Episode 94: Don’t have time to connect with your partner? We show you how with this one simple rule

In this episode, Kim and Rog get real about how hard it is to find time to connect—and they offer a practical, research-backed framework that helps busy couples reconnect in just five simple touchpoints a week.

Spoiler: It doesn’t mean carving out hours you don’t have. It’s about being intentional with the time you already do.

Kim shares a conversation she had over the holidays with a friend who felt stuck in a no-time-to-connect loop. She and her partner were doing everything right—working hard, raising kids, being present parents—but by the time the kids were in bed, there was nothing left in the tank. Rog adds that this isn’t a one-off story; it’s what so many couples are experiencing.

And when connection starts to feel like a luxury, everything shifts. Instead of feeling like partners, you start to feel more like co-managers. Life becomes functional, not fulfilling. You stop learning new things about each other. You stop being a team.

Kim compares this to a well-organized cupboard: When life gets stressful, and you need to grab something in a rush, that organized cupboard is a lifesaver. But if the cupboard is chaos? That stress gets amplified. Your relationship is the same. If you’ve built connection habits, the relationship supports you. If you haven’t, you feel the cracks when life gets hard.

Connection Needs to Be a Habit

Your relationship is an ecosystem. When you care for it regularly, it takes care of you. And the best way to do that? Make connection a habit.

So how much time do happy couples spend connecting?

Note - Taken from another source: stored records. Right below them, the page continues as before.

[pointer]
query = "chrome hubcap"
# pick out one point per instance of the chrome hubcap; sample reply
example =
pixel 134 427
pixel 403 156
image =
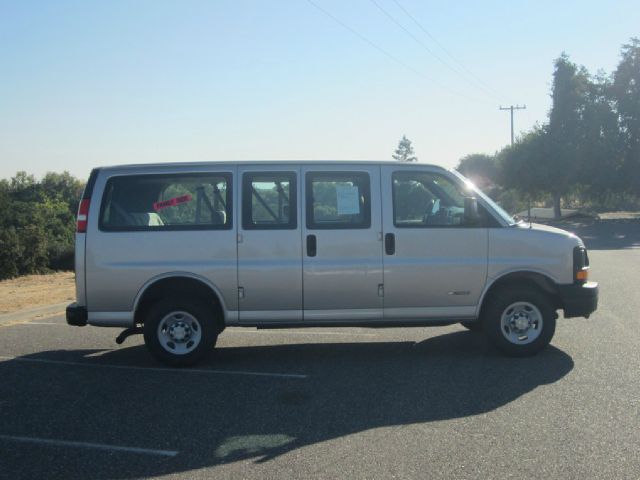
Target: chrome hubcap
pixel 179 333
pixel 521 323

Research from the Gottman Institute says the magic number is five hours a week.

Seem impossible? Don’t panic. Kim and Rog break it down into five realistic touchpoints you can slot into your day without needing extra hours.

The 5 Touchpoints of Connection

1. The 2-Minute Wake-Up Moment

Start your day together—literally. Just two minutes of eye contact, a cuddle, or asking “How did you sleep? ” sets the tone. It’s not about solving anything. It’s just about starting the day as a team.

2. The 5-Minute Morning Check-In

Over coffee or while packing lunches, take five minutes to talk logistics and feelings. Ask each other:

  • What’s on your plate today?
  • Anything you’re not looking forward to?
  • How can I help?

If mornings are messy, Rog suggests a quick voice note or a couple of texts. Connection doesn’t have to be perfect—it just has to happen.

3. The 10-Minute Reunion Reset

When you come back together after the day, shift from “me mode” to “we mode.”
It might not be a Hollywood-style hug at the door—but maybe it’s making a cup of tea or pouring a wine together while dinner’s being made. Just be in the same space, side by side, for 10 minutes.

4. The 10-Minute Pre-Bed Wind-Down

Phones down, lights low. Share something from your day. Ask:

  • What’s one thing that surprised you today?
  • What’s something I did this week that made you feel loved?

No to-do lists or problem-solving. Just closeness.

5. The 2-Hour Deep Connection (Per Week)

This is your weekly deep-dive. The Gottmans found that this kind of planned quality time builds emotional trust and reignites attraction.
It doesn’t have to be dinner and a movie (though it can be). Kim and Rog give options:

  • One 2-hour date
  • Two 1-hour blocks (like a walk or board game)
  • Four 30-minute mini dates (coffee run, playlist swap, card game)
  • At-home wine + candlelight “date night” while the kids watch a movie

Mix it up. The point is to reconnect on a deeper level, not just manage logistics.

Habit Stack It

You’re already waking up, going to bed, making tea, packing lunches. Just layer connection into what’s already happening. It’s called habit stacking, and it works. The more you do it, the more automatic it becomes.

Rog and Kim are clear: this isn’t about perfection or pressure. It’s about repetition. Small things often. Over and over again. And the bonus? Once connection becomes your norm, your relationship starts to feel lighter, safer, and more fulfilling—because now it’s built to support you both when life gets loud.